If prevention has failed, early intervention is the next best thing. Parents often complain that their
attempts to get help early on are met with bland reassurance (“he'll grow out of it”) rather than practical assistance. Of course children do sometimes “grow out of'” challenging behavior but the histories of adults with serious challenging behavior suggest that their behavior generally started at a young age and simply got worse. Parents should, therefore, take their child's challenging behavior seriously especially if it is of a kind not usually found in a child without a learning disability. What can parents do? Getting help is obviously important but where that is not available or slow to arrive parents should consider the following actions: treat the behavior as evidence of a previously undetected problem. Is the child in pain? O bored? Or being asked to do things they find difficult? Or trying to “tell” you something? And so on.
• try to check things out for yourself. If you change something does that stop the behavior? Can you teach the child to tell you what they want without challenging behavior?

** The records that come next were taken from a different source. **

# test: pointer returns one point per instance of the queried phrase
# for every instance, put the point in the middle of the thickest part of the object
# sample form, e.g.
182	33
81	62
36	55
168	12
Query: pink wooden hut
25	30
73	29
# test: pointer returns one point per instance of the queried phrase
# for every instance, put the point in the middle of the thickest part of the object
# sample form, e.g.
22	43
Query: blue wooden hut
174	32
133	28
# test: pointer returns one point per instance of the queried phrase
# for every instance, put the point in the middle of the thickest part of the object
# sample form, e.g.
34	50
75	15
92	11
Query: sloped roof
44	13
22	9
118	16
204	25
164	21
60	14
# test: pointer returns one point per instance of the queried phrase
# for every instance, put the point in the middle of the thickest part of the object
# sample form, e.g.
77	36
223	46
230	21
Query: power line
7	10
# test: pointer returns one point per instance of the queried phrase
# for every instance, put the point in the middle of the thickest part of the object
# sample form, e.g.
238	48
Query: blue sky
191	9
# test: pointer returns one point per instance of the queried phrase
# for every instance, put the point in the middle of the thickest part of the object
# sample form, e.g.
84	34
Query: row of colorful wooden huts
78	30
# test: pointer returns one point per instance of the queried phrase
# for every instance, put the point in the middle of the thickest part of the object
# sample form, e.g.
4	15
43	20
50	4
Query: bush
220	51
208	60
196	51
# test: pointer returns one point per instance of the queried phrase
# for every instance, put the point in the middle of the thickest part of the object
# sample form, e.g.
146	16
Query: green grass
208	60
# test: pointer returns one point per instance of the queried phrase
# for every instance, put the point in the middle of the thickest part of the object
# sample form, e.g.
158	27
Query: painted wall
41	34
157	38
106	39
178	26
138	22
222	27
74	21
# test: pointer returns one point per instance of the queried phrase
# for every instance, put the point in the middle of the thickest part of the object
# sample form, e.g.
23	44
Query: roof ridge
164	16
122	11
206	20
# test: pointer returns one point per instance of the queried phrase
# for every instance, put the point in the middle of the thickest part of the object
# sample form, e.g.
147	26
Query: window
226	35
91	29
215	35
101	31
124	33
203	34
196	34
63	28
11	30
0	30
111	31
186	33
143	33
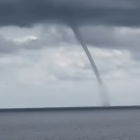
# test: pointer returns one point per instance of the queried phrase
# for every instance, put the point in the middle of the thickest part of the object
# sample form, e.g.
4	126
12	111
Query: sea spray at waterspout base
103	90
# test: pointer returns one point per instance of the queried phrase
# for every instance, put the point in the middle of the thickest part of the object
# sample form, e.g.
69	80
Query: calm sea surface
71	125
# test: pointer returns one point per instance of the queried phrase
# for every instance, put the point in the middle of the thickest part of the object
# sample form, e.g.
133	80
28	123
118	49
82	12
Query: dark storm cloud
105	12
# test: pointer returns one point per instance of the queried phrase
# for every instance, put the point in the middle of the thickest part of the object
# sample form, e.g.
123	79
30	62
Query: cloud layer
98	12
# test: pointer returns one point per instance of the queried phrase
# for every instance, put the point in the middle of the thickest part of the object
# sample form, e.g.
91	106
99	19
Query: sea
104	124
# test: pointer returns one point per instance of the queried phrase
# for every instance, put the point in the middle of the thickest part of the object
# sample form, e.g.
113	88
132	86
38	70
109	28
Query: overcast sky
43	65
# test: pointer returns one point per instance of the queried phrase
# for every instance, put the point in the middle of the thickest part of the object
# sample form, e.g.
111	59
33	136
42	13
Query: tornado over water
103	90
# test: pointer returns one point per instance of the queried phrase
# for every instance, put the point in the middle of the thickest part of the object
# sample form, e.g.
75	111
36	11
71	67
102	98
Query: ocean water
71	125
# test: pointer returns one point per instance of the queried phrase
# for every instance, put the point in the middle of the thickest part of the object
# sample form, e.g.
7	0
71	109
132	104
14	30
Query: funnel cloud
104	96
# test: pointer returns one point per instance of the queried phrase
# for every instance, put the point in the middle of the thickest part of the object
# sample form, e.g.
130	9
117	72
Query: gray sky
42	64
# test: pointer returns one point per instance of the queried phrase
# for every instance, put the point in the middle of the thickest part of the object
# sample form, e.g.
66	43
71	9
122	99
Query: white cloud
56	68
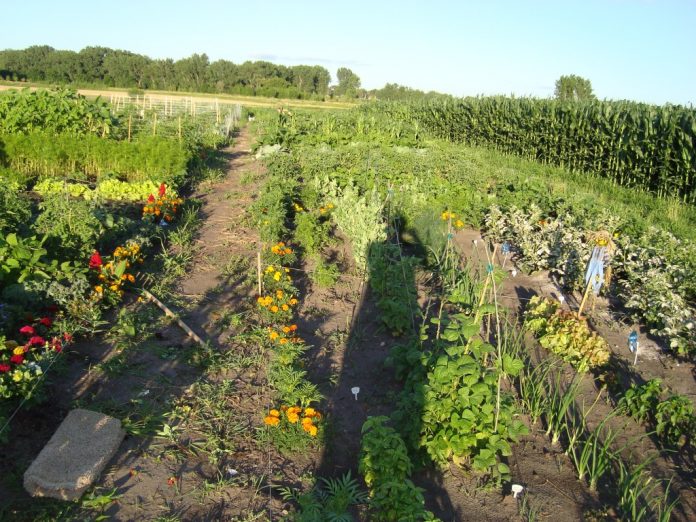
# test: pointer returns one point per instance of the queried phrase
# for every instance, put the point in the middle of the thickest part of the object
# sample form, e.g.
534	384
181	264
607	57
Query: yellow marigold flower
271	420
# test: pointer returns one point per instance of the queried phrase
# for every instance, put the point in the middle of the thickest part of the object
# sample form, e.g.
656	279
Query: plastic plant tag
355	390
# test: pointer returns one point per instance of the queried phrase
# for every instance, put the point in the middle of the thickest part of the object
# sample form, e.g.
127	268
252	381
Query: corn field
651	148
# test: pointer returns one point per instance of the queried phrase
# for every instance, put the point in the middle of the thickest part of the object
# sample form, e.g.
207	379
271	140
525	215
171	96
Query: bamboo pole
171	314
258	271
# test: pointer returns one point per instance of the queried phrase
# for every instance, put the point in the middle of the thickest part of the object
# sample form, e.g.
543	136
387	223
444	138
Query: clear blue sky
630	49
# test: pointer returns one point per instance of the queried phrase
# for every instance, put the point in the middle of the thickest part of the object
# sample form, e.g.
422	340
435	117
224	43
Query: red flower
95	261
56	345
27	330
46	321
37	341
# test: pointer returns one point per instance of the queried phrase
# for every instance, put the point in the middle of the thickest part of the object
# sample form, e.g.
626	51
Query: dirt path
559	492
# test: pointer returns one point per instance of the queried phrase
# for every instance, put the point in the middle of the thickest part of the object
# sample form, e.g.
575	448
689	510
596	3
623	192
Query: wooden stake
171	314
258	271
584	298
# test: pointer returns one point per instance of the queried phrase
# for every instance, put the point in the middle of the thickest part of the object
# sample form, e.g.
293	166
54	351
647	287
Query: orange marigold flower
271	420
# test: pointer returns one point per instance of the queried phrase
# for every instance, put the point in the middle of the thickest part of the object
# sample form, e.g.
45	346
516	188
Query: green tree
348	83
574	88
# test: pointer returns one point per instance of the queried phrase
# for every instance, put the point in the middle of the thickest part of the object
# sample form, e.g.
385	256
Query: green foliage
106	190
91	158
565	335
15	209
392	280
328	501
54	112
573	88
70	225
637	145
311	231
386	467
359	217
325	274
117	68
640	401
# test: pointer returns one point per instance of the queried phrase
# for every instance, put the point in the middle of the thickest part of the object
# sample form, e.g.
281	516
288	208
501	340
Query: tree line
102	66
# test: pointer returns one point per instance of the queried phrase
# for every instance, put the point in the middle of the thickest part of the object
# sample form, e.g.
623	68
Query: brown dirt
654	361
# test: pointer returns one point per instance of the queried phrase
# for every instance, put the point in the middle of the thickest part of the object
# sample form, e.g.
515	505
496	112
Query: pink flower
46	321
27	330
95	262
37	341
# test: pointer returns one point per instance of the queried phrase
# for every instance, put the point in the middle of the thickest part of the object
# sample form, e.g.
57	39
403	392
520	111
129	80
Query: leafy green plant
325	274
329	500
386	466
565	335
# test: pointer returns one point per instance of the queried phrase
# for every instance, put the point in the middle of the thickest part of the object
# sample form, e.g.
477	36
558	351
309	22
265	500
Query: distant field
248	101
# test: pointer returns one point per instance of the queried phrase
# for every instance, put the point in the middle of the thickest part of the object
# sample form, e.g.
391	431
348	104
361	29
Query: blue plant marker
633	345
633	341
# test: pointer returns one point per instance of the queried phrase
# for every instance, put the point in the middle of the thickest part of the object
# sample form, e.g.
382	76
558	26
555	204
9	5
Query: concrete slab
75	456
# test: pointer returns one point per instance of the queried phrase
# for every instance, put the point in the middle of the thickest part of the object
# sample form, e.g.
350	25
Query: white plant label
355	390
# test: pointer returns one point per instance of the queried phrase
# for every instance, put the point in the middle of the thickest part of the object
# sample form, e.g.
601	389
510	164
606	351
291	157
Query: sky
643	50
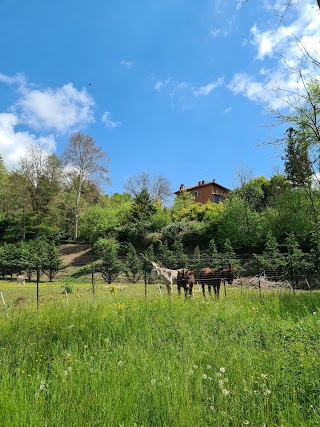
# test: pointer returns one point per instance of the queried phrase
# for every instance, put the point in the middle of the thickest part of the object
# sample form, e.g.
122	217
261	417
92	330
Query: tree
87	163
52	263
296	263
271	258
158	186
107	250
133	266
183	201
297	163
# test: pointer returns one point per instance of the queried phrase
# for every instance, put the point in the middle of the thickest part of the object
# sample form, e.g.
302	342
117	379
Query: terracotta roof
202	184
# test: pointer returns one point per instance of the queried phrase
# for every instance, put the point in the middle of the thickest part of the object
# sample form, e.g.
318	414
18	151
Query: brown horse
185	280
213	277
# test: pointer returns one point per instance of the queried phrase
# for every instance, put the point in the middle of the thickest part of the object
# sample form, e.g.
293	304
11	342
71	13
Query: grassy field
116	359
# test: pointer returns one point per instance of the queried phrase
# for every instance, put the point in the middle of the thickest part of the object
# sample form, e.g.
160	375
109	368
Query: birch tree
87	163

• keep some sort of record of when the behavior happens and the things you have done to try to figure out what’s going on. In a year or two’s time you’All find that it’s very difficult to remember the details

• if (and only if) it is safe to do so then “ ignore” the behavior (don’t comment on it, don’t tell the child off, appear not to notice it) and change the situation (distract, divert) as quickly as you can. If distraction or diversion is impossible you may have to leave the child on their own
but you need to be sure that the situation is safe and be able to cope with the behavior possibly continuing for some time before it stops

• if it is not safe to ignore the behavior respond as calmly and blandly as possible to prevent the child hurting themselves or others

• if you do have to respond, better to respond quickly than slowly - otherwise you are teaching the child to be more persistent

• challenging behavior can be an emotional experience for parents - you may feel very angry with the child or very depressed about their behavior Don’t be ashamed of this, don’t bottle it up and don’t kick the cat! Instead, talk about it with anyone who will listen and understand. Faced with an individual child or adult who is already showing serious challenging behavior, the psychologist or other practitioner is likely to want to know as much as possible about the circumstances in which the behavior occurs. They may try to conduct a “functional analysis” of the behaviors which sheds light on the particular needs which this person gets met through their behavior They may then be able to suggest ways of preventing the behavior or ways of responding to it which, over time, reduce its frequency. If they suggest the latter, however, they are also highly likely to want to look at how the person can be taught alternative, more acceptable ways of getting their needs met. Consistent approaches of this kind carried out in a coordinated fashion (e.g., both at home and school), coupled with strategies to prevent injury or reduce the negative impact of the most serious challenging behaviors, can be very effective, but the investment of time and effort required should not be underestimated.